ISLAMABAD: Pakistan Friday sent a crystalclear message to world capitals that it is its sovereign right to decide who it will allow into its land, and for how long.
This is a global norm. It is Pakistan’s sovereign right to decide who we allow to enter or remain in our country. Every individual residing here illegally will be repatriated.
“We are willing to work with our friends with empathy and with mutual understanding. But it cannot be an open-ended arrangement,” said the spokesperson at the Foreign Office during the weekly briefing when asked about the status of Afghan refugees who were waiting for sanctuary in Europe and the United States.
When asked specifically about Afghan refugees some of whom had to be airlifted to Germany, the spokesperson said that Pakistan had done more than required on its part and that Germany would take this issue seriously.
“We hope this seriousness will be translated into action, and that the German commitment with certain number of Afghans, will be expedited and we are willing to work with Germany because we have decades old relationship; on the basis of goodwill and mutual respect. We will see what we can do. But this cannot be an indefinite arrangement. Some countries, including Germany, committed to take a number of Afghans. We work with them but this cannot go on indefinitely. There are large group of Afghans in Pakistan which the German side had committed to take them to Germany. A number of deadlines have passed,” he added.

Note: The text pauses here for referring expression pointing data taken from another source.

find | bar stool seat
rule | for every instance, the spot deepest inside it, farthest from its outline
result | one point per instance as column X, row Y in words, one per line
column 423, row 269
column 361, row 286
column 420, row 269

When asked to comment on the Afghan minister’s remarks to BBC that “Pakistan security agencies are weak, and that they shift the blame for their own failures to stop the TTP and BLA’s activities on Afghanistan”, the spokesperson said that Mullah Yaqoob’s statement appears to be an exercise in irony.
“Whatever the statement issued from the other side, it cannot mask the seriousness of this issue, the enormity of the matter cannot be diminished by whatever number of statements you issue.”
He also pointed out that in the case of Afghans, no country has been as generous a host as Pakistan.
“Regarding this notion of expulsion of Afghans, I would say we have an overall policy and it is not targeting Afghans. Any person who is illegally in Pakistan will be sent back. It doesn’t matter where he or she is from. There is no targeting of Afghans.
“We are issuing a large number of visas to Afghans under different categories, including visit, business, family, education and medical visas. For Afghanistan, we have a special visa category under which on arrival visa is granted for certain medical emergencies. So, what I want to emphasise, we already have a very liberalised visa regime in place,” he further explained.
To a query about the US position on the Shanghai Cooperation Organisation Summit, he said this is better addressed by the US spokesperson.
“What I can emphasise is the Shanghai Cooperation Organisation over the years has demonstrated its vitality, its utility, its critical role in creating stability and common prosperity in the entire Eurasia,” he said.